Free module implies projective module

Definiton : Let $M$ be an $A$-module. Then $M$ is projective if there exists an $A$-module $N$ such that $M \oplus N$ is free.

Prop: If $M$ is free then $M$ is projective.

Can we simply take the trivial module $\{0\}$ then $M \oplus \{0\} \cong M$ is free, so $M$ is projective?

Yes, that argument works fine :)

The reason this seems simple is that there are many equivalent definitions of "projective module", and what you give as the definition is usually a property that is shown to be equivalent.

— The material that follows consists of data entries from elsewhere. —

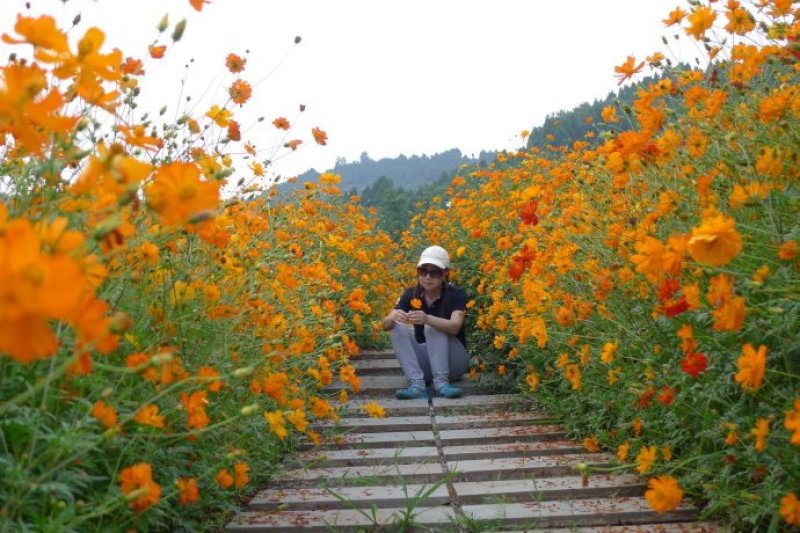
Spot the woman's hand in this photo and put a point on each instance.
(417, 317)
(399, 316)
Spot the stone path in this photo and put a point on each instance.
(477, 463)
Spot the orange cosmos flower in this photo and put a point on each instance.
(751, 367)
(503, 243)
(319, 136)
(788, 250)
(532, 380)
(663, 493)
(740, 21)
(178, 192)
(792, 423)
(591, 444)
(29, 114)
(760, 432)
(157, 51)
(224, 479)
(675, 17)
(281, 123)
(293, 144)
(730, 315)
(622, 452)
(240, 471)
(374, 410)
(235, 63)
(276, 424)
(208, 372)
(240, 92)
(790, 509)
(198, 4)
(188, 490)
(701, 20)
(220, 116)
(298, 419)
(105, 414)
(716, 241)
(137, 483)
(42, 33)
(628, 69)
(234, 133)
(645, 459)
(132, 67)
(35, 288)
(195, 405)
(650, 258)
(148, 416)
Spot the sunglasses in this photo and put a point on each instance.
(430, 272)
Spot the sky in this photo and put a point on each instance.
(384, 77)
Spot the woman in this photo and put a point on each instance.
(434, 350)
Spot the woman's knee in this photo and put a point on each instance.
(431, 332)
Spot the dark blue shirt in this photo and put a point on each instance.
(451, 299)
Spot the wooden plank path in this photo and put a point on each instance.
(477, 463)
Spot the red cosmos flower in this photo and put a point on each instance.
(676, 308)
(520, 262)
(668, 288)
(666, 396)
(528, 213)
(157, 51)
(694, 364)
(646, 398)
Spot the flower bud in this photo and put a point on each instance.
(177, 33)
(120, 323)
(161, 358)
(202, 216)
(249, 410)
(243, 372)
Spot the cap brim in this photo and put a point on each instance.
(432, 261)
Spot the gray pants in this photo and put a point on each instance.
(440, 359)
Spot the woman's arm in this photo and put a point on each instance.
(451, 325)
(394, 316)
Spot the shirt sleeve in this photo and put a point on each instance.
(404, 302)
(459, 300)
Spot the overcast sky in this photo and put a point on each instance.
(383, 77)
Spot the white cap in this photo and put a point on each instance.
(435, 255)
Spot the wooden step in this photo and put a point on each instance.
(539, 432)
(361, 475)
(524, 467)
(511, 449)
(366, 457)
(548, 488)
(416, 423)
(596, 512)
(347, 497)
(367, 367)
(393, 407)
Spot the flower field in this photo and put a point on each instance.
(168, 323)
(645, 286)
(165, 333)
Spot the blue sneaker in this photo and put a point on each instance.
(449, 391)
(412, 392)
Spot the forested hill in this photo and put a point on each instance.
(565, 127)
(410, 171)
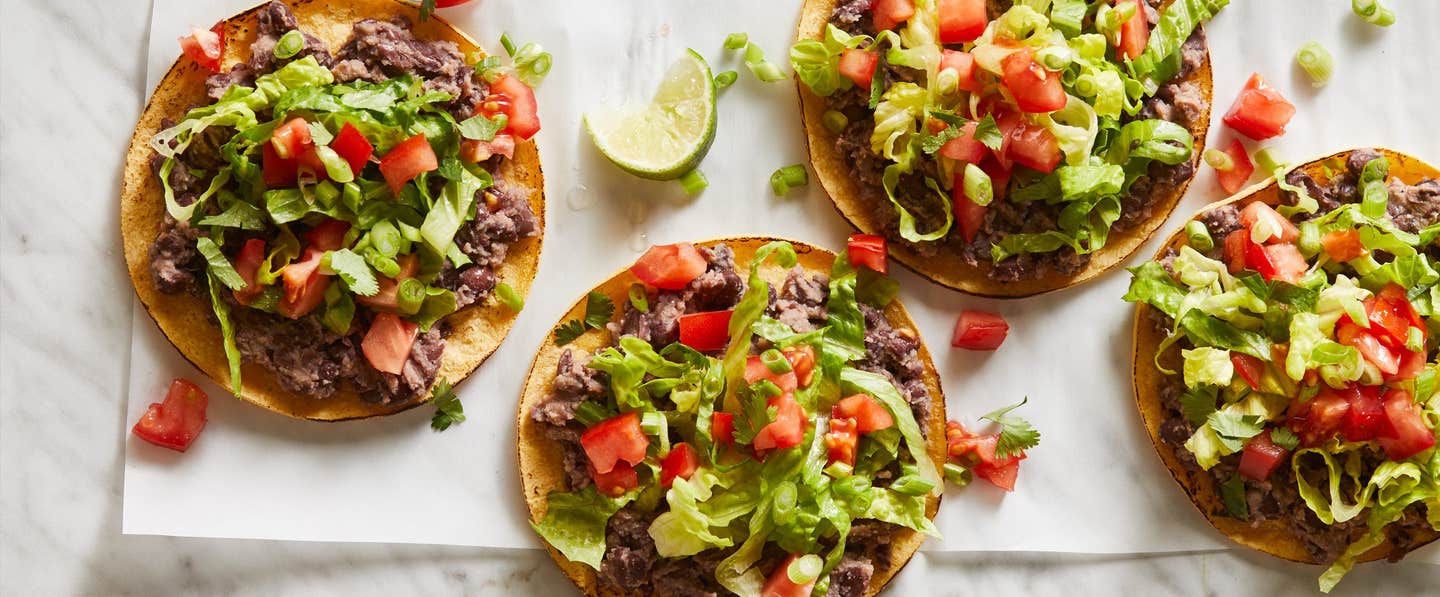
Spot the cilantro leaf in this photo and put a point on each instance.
(1198, 403)
(1285, 438)
(1015, 433)
(598, 310)
(448, 410)
(568, 331)
(353, 271)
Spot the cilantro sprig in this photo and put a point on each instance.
(598, 311)
(1015, 433)
(448, 410)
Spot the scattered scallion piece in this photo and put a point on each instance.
(1220, 160)
(726, 79)
(509, 297)
(694, 181)
(1316, 62)
(788, 177)
(1198, 236)
(1269, 160)
(1374, 12)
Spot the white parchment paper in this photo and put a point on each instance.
(1095, 484)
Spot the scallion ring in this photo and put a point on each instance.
(1316, 62)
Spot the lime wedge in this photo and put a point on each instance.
(668, 137)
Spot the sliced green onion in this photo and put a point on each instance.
(290, 45)
(838, 469)
(1269, 160)
(336, 166)
(958, 475)
(805, 568)
(785, 501)
(1220, 160)
(775, 361)
(1316, 62)
(409, 295)
(638, 298)
(1198, 236)
(694, 181)
(726, 79)
(977, 186)
(1374, 12)
(509, 297)
(763, 69)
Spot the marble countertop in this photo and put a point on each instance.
(71, 85)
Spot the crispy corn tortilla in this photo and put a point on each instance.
(186, 320)
(946, 266)
(1269, 537)
(542, 463)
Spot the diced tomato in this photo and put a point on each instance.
(1034, 147)
(756, 370)
(614, 440)
(707, 331)
(867, 251)
(1411, 364)
(670, 266)
(291, 138)
(1280, 229)
(867, 413)
(964, 65)
(277, 171)
(523, 115)
(1383, 357)
(329, 235)
(788, 427)
(406, 161)
(248, 263)
(353, 147)
(1344, 245)
(961, 20)
(1262, 456)
(1036, 88)
(1236, 246)
(802, 361)
(1260, 111)
(1318, 419)
(858, 66)
(1234, 179)
(889, 13)
(841, 440)
(779, 584)
(1250, 368)
(1407, 435)
(477, 151)
(615, 482)
(1135, 33)
(681, 462)
(979, 331)
(206, 48)
(1365, 417)
(722, 429)
(177, 420)
(389, 295)
(388, 343)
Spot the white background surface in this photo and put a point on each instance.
(64, 363)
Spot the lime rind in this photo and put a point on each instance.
(668, 137)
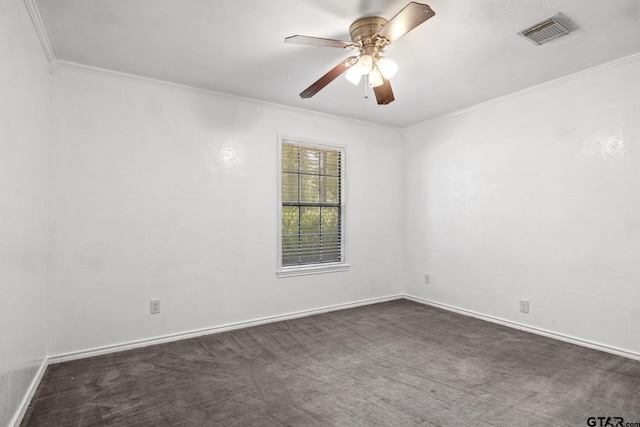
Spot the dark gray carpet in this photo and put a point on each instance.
(392, 364)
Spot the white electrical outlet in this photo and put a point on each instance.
(154, 306)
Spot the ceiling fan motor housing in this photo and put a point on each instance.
(363, 29)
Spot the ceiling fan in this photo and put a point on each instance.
(369, 37)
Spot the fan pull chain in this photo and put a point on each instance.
(366, 86)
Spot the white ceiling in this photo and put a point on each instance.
(467, 54)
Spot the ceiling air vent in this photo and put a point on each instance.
(549, 29)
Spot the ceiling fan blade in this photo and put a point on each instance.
(406, 20)
(384, 93)
(317, 41)
(329, 77)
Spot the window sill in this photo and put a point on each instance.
(316, 269)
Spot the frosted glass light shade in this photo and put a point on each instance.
(354, 74)
(365, 63)
(375, 78)
(387, 67)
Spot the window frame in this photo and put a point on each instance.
(298, 270)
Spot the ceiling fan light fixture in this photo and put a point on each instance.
(375, 78)
(354, 75)
(387, 67)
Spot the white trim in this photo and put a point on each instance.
(65, 357)
(41, 30)
(31, 391)
(74, 66)
(542, 86)
(532, 329)
(310, 268)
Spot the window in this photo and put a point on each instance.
(311, 208)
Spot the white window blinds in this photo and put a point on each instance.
(312, 204)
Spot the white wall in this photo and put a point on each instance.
(170, 194)
(534, 197)
(24, 125)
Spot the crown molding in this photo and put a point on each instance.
(41, 30)
(204, 92)
(565, 79)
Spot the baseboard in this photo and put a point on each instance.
(65, 357)
(26, 400)
(527, 328)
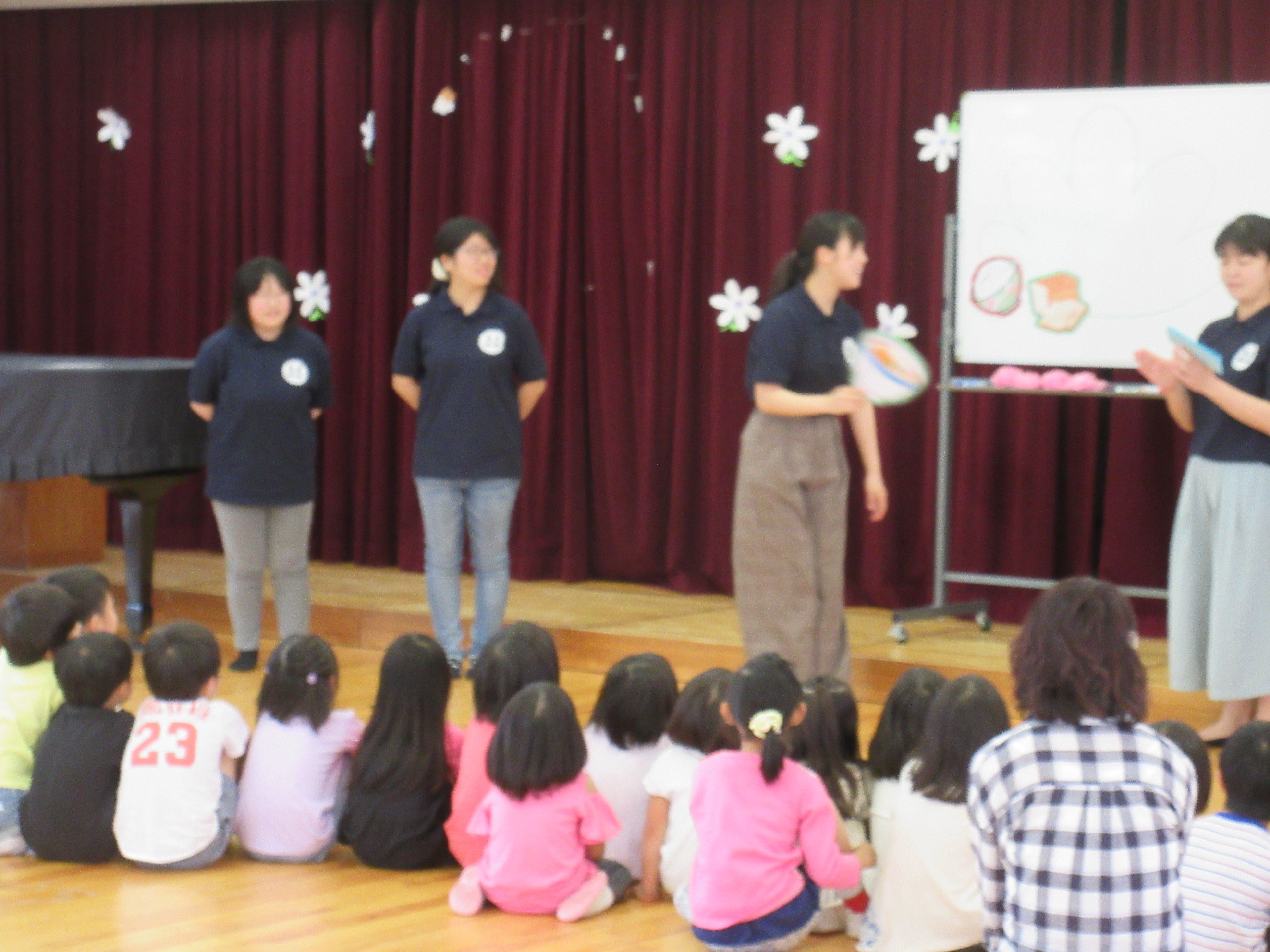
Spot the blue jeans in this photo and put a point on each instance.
(486, 508)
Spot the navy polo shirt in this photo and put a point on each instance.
(799, 347)
(469, 369)
(1245, 350)
(262, 443)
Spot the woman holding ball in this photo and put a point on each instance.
(791, 520)
(1219, 592)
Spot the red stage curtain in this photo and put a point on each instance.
(618, 225)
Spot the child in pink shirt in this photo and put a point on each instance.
(295, 781)
(523, 653)
(545, 822)
(769, 837)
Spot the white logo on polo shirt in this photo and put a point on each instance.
(492, 342)
(1244, 357)
(295, 372)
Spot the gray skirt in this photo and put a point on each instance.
(789, 541)
(1220, 582)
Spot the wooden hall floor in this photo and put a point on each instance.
(343, 905)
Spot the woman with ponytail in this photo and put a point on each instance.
(791, 521)
(769, 837)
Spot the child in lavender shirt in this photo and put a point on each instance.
(295, 782)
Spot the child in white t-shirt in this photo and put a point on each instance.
(696, 729)
(178, 789)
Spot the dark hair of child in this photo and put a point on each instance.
(538, 744)
(35, 620)
(180, 659)
(966, 715)
(637, 700)
(403, 750)
(904, 719)
(695, 723)
(829, 739)
(92, 668)
(520, 654)
(766, 683)
(1075, 657)
(1246, 772)
(1194, 747)
(300, 681)
(87, 587)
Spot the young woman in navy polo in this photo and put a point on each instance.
(791, 522)
(468, 362)
(1219, 592)
(261, 384)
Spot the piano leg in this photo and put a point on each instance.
(139, 508)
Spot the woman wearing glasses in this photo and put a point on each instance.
(261, 384)
(469, 364)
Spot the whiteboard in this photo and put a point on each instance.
(1086, 218)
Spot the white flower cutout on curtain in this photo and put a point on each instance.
(940, 144)
(367, 130)
(791, 136)
(737, 308)
(313, 292)
(115, 130)
(893, 322)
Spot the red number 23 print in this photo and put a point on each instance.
(185, 743)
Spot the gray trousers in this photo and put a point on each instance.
(255, 537)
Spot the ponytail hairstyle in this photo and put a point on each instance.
(299, 681)
(829, 739)
(450, 238)
(822, 230)
(762, 697)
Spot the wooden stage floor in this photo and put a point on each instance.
(343, 905)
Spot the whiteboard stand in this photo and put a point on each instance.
(948, 385)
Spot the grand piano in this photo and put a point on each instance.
(124, 423)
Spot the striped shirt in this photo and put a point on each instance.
(1226, 885)
(1079, 831)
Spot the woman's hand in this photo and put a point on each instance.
(877, 499)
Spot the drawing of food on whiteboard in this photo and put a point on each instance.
(888, 370)
(996, 286)
(1057, 304)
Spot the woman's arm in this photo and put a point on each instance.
(655, 834)
(529, 395)
(864, 428)
(408, 389)
(777, 400)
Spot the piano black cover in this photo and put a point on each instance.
(96, 417)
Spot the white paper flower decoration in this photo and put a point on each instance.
(791, 136)
(313, 292)
(367, 130)
(940, 144)
(737, 308)
(445, 102)
(115, 130)
(893, 322)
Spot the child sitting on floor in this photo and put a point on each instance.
(696, 729)
(404, 770)
(1226, 869)
(295, 780)
(69, 813)
(520, 654)
(768, 832)
(35, 622)
(178, 789)
(544, 821)
(625, 736)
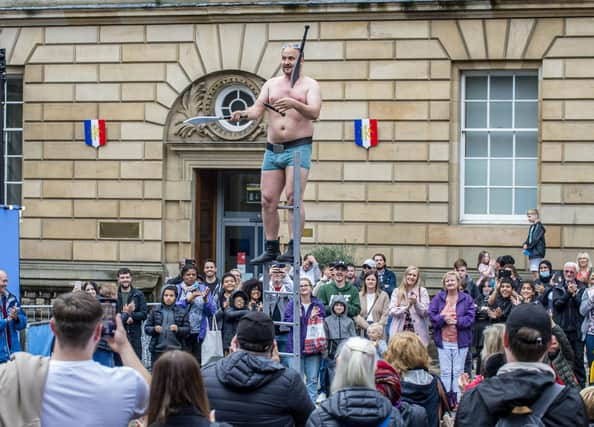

For example, in most treatments I know the the definition of projective module is given as either:

An $A$-module $P$ is projective if and only if for every $A$-modules $M$ and $N$, and every homomorphism $f\colon P\to N$, if $\varphi\colon M\to N$ is an onto module homomorphism, then there exists $g\colon P\to M$ such that $\varphi=f\circ g$.

or equivalently

An $A$ module $P$ is projective if and only if for every $A$-module $M$, $f\colon M\to P$ is an onto module homomorphism, then there exists a module homomorphism $g\colon P\to M$ such that $f\circ g=\mathrm{id}_P$; in particular, every module that has $P$ as a quotient can be written as a direct sum of $P$ and another module, and the direct sum is compatible with the original quotient map.

Under either of these definitions, the fact that free modules are projective is easy as well; one then proves that these two definitions are equivalent between them, and equivalent to the one you give.